As of August 2017, 33 people have been killed in reported hate crimes compared to 28 in 2016.

In the first eight months of the year, more LGBTQ people have been killed in the United States than in all of 2016. The shocking finding comes from the National Coalition of Anti-Violence, an advocacy group that keeps track of hate-violence-related homicides.

Buzzfeed News reported that, as of August 2017, 33 people have been killed in apparent hate crimes compared to 28 in 2016, with half of the deaths impacting transgender women of color and at least 12 impacting cisgender gay men. This translates to one LGBTQ person being killed every 13 days, while this year that figure has jumped to one every six days. The advocacy group also noted that last year's number does not include those killed in the Pulse nightclub massacre, which killed 49 people.

Related | Trans Woman Assaulted By Two Men on Staten Island in Vicious Hate Crime

As with other reports about violence, these numbers aren't entirely representative of the reality facing the LGBTQ community. Dallas Drake, a senior researcher at the Center for Homicide Research, said the real number of killings typically goes underreported, especially "where cases are not easily identifiable as LGBT homicides."

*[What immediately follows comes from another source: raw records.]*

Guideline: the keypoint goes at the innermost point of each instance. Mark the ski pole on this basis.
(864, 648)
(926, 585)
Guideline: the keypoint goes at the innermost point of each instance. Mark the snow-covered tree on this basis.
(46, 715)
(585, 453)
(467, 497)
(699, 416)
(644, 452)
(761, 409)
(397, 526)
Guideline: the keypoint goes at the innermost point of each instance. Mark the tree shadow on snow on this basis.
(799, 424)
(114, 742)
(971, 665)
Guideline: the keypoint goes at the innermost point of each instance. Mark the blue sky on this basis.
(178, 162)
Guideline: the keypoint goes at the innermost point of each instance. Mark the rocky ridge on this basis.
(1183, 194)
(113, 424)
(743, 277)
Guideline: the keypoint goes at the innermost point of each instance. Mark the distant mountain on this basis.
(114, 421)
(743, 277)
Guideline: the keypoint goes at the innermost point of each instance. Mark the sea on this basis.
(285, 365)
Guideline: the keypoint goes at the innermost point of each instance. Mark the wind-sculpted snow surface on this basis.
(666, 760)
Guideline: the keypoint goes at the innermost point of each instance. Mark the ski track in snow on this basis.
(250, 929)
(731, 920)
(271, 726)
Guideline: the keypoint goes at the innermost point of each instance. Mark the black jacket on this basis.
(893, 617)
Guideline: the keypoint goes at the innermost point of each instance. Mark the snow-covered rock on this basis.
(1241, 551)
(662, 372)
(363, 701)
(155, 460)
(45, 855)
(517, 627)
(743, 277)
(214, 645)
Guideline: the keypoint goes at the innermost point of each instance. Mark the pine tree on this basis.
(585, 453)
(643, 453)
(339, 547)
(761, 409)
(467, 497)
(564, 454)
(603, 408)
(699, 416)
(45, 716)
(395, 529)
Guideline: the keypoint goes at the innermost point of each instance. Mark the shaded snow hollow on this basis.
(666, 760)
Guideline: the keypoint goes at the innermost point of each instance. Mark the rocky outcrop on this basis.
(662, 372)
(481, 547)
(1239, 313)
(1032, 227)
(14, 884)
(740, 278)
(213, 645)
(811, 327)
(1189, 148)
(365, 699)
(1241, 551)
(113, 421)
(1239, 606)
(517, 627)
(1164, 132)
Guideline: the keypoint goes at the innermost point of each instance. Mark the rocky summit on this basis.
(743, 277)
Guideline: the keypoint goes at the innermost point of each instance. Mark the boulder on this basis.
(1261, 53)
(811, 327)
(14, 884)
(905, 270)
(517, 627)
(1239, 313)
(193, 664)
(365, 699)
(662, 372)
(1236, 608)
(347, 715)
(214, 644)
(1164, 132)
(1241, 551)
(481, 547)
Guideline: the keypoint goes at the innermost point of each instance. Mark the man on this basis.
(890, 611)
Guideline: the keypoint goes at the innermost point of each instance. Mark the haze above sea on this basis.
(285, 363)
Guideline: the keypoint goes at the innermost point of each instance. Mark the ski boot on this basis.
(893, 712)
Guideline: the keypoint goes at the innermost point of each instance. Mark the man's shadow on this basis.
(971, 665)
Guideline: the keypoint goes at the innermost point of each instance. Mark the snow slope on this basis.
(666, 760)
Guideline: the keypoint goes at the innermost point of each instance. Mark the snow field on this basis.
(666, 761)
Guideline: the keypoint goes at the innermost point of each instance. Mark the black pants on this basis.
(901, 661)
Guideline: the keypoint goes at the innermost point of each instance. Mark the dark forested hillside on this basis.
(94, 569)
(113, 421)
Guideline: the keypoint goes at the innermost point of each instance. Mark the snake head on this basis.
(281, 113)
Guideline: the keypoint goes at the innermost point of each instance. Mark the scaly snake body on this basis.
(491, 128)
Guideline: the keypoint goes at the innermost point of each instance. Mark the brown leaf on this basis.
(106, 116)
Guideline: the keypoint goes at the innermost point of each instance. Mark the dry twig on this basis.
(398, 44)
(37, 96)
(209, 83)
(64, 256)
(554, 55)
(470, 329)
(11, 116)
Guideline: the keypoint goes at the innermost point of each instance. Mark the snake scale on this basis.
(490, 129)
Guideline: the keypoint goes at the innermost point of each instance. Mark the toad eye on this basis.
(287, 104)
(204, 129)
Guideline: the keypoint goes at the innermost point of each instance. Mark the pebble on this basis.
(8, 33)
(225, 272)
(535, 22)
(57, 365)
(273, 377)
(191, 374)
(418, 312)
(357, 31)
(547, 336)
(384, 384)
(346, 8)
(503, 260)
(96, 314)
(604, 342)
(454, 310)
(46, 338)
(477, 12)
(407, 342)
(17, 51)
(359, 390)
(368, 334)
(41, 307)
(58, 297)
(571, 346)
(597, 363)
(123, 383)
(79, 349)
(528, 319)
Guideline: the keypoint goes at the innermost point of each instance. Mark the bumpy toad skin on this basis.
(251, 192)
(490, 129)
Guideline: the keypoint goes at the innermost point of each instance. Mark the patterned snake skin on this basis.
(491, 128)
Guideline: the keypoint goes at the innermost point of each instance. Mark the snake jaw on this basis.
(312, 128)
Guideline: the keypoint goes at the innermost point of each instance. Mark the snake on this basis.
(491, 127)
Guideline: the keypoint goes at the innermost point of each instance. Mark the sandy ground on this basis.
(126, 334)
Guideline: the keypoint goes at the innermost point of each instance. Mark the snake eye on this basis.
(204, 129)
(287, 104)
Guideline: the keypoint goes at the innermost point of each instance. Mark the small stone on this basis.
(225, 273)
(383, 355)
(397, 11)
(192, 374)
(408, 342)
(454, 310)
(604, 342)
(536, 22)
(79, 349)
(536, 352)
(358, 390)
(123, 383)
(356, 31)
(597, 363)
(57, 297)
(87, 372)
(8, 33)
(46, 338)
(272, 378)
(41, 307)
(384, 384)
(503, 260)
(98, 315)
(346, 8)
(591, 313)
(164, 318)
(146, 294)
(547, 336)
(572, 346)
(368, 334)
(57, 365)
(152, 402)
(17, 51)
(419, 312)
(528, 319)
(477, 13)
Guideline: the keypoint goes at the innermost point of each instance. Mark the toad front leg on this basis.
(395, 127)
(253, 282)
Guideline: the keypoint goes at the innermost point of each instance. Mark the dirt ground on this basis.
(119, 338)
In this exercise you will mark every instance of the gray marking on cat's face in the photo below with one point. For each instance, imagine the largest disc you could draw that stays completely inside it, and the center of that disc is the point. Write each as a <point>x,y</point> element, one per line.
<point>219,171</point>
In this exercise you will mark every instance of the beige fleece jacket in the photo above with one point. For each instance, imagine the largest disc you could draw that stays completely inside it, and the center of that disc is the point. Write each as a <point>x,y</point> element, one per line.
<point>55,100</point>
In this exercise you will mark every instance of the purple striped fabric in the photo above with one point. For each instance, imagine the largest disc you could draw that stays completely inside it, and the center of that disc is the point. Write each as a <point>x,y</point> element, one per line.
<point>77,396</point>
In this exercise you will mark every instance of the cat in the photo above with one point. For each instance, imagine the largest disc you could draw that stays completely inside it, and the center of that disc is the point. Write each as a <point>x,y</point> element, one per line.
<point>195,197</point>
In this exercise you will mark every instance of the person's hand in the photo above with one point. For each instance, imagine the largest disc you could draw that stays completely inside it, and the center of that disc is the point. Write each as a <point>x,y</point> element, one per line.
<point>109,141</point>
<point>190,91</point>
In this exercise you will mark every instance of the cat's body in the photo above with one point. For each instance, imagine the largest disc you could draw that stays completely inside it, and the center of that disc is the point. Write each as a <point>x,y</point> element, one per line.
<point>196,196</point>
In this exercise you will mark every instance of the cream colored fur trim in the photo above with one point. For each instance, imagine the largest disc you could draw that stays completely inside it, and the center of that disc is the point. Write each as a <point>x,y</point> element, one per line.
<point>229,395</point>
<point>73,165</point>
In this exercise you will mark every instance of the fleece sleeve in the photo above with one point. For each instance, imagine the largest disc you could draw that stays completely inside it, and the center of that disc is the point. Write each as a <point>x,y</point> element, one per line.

It's also not clear if this number represents an uptick in violence or if it's a result of an increase in reporting. Regardless, Beverly Tillery, executive director at the New York City Anti-Violence Project, said that either way, the report "should be a wake-up call for us across our communities that hate violence is not going away, it's certainly not decreasing, and it's symptomatic of larger and deeper problems in our society."